What version of ArcSDE are you using? Which service pack has been applied? What geometry
storage type are you using?
What version of ArcGIS are you using? Which Service Pack?
What application requires NVARCHAR2 columns? (Last I heard, Oracle recommended *against*
using NVARCHAR2 if most of the characters are ACSII7.)
Doing a this sort of conversion in-situ is going to fracture your table, causing lots of fragmentation.
The best way to implement the change is to copy the table contents with a "CREATE TABLE backup
AS SELECT * FROM original", TRUNCATE the original, drop the indexes, do ALTERs until the schema
is correct, then INSERT via a SELECT and rebuild indexes. You'll probably want to add a proper
foreign key based on the old OBJECTID while you're at it. In a perfect world, you'd reorder the
rows to defragment the features spatially at the same time (via an ORDER BY during INSERT), but
that depends on geometry storage.
- V
SDEBINARY storage isn't really supported on Oracle 10g due to issues with LONG RAW deprecation,
and isn't *possible* with 11g (Oracle support for 10g ended in the first half of 2011). ST_GEOMETRY
is generally faster than SDELOB storage (due to elimination of the F table).
There is no way to defragment tables fractured by in-situ conversion (without truncating and repopulating
them, of course).
Doing the job right is going to take longer than doing it quick, but it should save time in the long run
as the time savings on each query result adds up. At a minimum, you should start planning for an
11g/ST_GEOMETRY/ArcGIS 10.1 upgrade.
- V
You can use a variant of the method ArcSDE uses to maintain OBJECTID rowid columns to
maintain your independent IDs. ArcSDE shifted from a simple sequence because of the
performance cost during bulk insert, but if you're not doing much bulk assignment, then
a simple sequence may be the way to go.
- V
Note: If you use the TRUNCATE/ALTER/INSERT procedure, you'll need to run an 'sdetable
-o describe' as the owner on each table to correct the internal SDE.COLUMN_INFO type
codes. You'll also want to prototype this with a trivial layer, to make sure ArcGIS doesn't
object to the type change. This is especially true for versioned tables.

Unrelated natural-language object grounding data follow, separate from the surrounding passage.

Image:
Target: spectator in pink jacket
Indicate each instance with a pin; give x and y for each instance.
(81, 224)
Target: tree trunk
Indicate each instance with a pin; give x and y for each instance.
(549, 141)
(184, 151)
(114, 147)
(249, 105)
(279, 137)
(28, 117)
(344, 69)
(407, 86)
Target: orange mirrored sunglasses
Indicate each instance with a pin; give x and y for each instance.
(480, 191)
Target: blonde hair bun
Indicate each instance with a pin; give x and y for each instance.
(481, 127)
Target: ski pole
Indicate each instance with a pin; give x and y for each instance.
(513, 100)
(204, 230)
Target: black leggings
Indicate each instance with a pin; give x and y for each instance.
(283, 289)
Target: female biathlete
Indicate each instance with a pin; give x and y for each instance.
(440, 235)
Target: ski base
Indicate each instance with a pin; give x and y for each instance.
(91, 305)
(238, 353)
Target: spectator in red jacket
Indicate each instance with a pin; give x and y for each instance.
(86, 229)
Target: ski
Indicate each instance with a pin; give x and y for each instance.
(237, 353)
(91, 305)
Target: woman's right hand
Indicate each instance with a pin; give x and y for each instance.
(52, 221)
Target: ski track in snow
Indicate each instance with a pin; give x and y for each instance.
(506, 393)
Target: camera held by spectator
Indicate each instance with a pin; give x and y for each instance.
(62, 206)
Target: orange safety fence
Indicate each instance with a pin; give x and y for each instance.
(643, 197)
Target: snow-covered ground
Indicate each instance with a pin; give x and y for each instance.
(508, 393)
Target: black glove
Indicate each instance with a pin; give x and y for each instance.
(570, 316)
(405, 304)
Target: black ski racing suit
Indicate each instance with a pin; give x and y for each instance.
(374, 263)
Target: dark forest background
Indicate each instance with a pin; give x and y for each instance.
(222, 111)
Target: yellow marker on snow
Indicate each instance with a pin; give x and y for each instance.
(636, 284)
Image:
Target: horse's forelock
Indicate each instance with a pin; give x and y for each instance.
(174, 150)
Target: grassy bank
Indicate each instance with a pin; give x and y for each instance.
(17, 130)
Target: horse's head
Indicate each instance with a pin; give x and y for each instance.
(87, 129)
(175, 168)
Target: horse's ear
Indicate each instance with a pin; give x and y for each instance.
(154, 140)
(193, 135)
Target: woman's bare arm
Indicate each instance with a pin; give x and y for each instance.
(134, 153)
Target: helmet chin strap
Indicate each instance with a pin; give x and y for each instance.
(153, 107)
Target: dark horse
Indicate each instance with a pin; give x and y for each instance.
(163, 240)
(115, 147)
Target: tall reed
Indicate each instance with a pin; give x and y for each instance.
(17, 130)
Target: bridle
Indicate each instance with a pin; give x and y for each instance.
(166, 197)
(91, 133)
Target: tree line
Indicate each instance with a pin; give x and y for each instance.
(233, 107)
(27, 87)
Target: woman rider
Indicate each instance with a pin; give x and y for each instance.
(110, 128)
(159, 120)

We are planning on using sequences, as they're so simple. Thanks for the warning on needing to run the 'describe'; I would have missed that. I've run into another concern, though, and that's related to archiving. What happens when I truncate and insert? Will those be interpreted as changes to the data by the archiving triggers/procedures? I know there's no way through the ArcGIS software to turn off and turn back on archiving without creating new archive classes, which won't work for us. Is there a way to disable the triggers/procedures that make archiving function temporarily, or is that proprietary/wrapped code we don't have access to? If I can't disable archiving and continue to use the same archive classes, what options do I have for altering the column types for my archived feature classes? Thanks.